Eighty years later, it became the official Day of Remembrance. Not that they ever forgot.
February 19, 2022: The day after President Joe Biden signed Proclamation 10341, February 19 was formally designated as the Day of Remembrance of Japanese American Incarceration During World War II.
February 19, 1942, President Franklin D. Roosevelt signed Executive Order 9066. The order authorized the forced removal of over 120,000 people of Japanese ancestry from the West Coast, two-thirds of them American citizens.
They were given days to leave their homes. Businesses were sold for pennies. Families were sent behind barbed wire.
The experience scarred generations. For decades, many endured quietly. Gaman. Endure. Do not complain. Many buried their anger and sorrow deep inside. They may not have spoken about it.
But they remembered.
Courtesy of National Archives and Records Administration
February 19, 1942 — Franklin Roosevelt signs Executive Order 9066, setting in motion the mass incarceration of over 120,000 Japanese Americans during WWII
Photography by Dorothea Lange
Families lined up under armed guard, not knowing what would come next. The removal lasted months. The silence lasted generations.
Photography by Dorothea Lange
They were told to bring only what they could carry. What they carried instead were memories and fear that would echo through their children and grandchildren.
Photo by John Harada, courtesy of the Frank Abe Collection
Seattle, November 25, 1978. The first large public Day of Remembrance. Participants gathered before forming a caravan to retrace the route to the Puyallup Assembly Center.
Courtesy of CSU Japanese American Digitization Project
Participants recreated the 1942 removal by organizing a caravan to the former incarceration site. The drive retraced the route families once took under military orders.
The First Day of Remembrance
The first large public Day of Remembrance event was held on November 25, 1978, in Seattle. It was organized to reignite the Japanese American redress movement, which had stalled.
Participants retraced the journey to the Puyallup Assembly Center, recreating the forced removal with a caravan of trucks and cars. What began as commemoration became something deeper.
Something shifted.
Survivors who had long buried their memories began to speak. Some shared their incarceration experiences publicly for the first time. Children and grandchildren heard stories that had never been told at home. Silence gave way to testimony.
A Movement Spreads
Portland followed just a few months later in February 1979. Other cities, including San Francisco and Los Angeles, quickly joined the movement.
Across the country, communities began holding their own commemorations. Many made them official. In 1986, California Governor George Deukmejian declared February 19 a Day of Remembrance. Idaho has marked the day since the early 2000s. Utah has recorded observances dating back to 2005. Alaska’s earliest recorded event was in 2016. Colorado held public commemorations by 2013, and in 2022 the Amache National Historic Site Act established the former incarceration site as a national park.

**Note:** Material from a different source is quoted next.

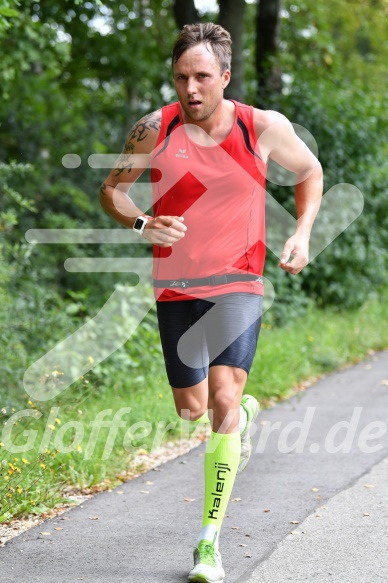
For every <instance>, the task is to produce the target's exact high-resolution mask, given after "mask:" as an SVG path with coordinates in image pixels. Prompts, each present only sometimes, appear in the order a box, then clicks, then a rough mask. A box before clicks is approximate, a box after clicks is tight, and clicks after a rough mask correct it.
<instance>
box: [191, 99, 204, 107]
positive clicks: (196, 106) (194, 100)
mask: <svg viewBox="0 0 388 583" xmlns="http://www.w3.org/2000/svg"><path fill="white" fill-rule="evenodd" d="M188 103H189V107H192V108H197V107H199V106H200V105H202V101H198V100H197V99H192V100H191V101H189V102H188Z"/></svg>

Arizona has recorded events in recent years as well.
These gatherings were not symbolic holidays. They became platforms for education, accountability, and civic engagement.
Courtesy of Densho, Kinoshita Family Collection
Seattle Mayor Charles Royer signs the nation’s first Day of Remembrance proclamation, with JA leaders including Cherry Kinoshita (second from right), November 1978.

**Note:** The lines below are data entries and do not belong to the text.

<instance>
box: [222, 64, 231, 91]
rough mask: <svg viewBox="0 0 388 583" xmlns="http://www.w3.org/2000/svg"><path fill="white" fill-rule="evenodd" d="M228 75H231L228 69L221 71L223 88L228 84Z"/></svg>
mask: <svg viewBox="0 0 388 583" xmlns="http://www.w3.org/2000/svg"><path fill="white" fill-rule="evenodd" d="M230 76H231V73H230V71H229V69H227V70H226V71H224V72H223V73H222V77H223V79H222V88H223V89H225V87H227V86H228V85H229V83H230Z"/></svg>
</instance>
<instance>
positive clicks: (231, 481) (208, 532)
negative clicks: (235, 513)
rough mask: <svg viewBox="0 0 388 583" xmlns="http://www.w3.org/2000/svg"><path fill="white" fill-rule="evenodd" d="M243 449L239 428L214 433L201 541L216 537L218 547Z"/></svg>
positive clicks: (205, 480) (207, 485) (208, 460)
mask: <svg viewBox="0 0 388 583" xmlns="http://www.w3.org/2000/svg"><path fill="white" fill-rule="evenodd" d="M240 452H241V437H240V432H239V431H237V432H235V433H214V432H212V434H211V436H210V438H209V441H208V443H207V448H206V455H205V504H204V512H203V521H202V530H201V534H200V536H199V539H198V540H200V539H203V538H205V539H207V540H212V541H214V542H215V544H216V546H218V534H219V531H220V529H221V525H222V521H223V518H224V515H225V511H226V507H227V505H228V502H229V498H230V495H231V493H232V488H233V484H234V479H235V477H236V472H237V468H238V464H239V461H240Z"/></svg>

Courtesy of the Japanese American Museum of Oregon
Portland, February 17, 1979. Just months after Seattle’s first Day of Remembrance, Oregon held its own public commemoration. It was becoming a movement.
Ronald Reagan Presidential Library and Museum/NARA
August 10, 1988. President Ronald Reagan signed the Civil Liberties Act, formally apologizing for the incarceration of Japanese Americans and authorizing reparations.
Official White House Photo by Eric Scott
President Joe Biden signed Proclamation 10341, formally designating February 19 as the national Day of Remembrance of Japanese American Incarceration during World War II.
Remembering Matters
Within ten years of that first Day of Remembrance, the Civil Liberties Act of 1988 passed, offering a formal apology and reparations to surviving incarcerees. Public testimony from survivors helped galvanize the redress movement.
The country did not change overnight. But it began, slowly, to admit what had happened.
President Joe Biden signed Proclamation 10341 on February 18, 2022 — the day before the 80th anniversary of the signing of Executive Order 9066.
Today, Day of Remembrance events are no longer limited to the Western United States. Observances take place in Alaska, Chicago, Philadelphia, New York City, New England, and beyond. February 19 is now formally recognized nationwide. Because we refuse to forget.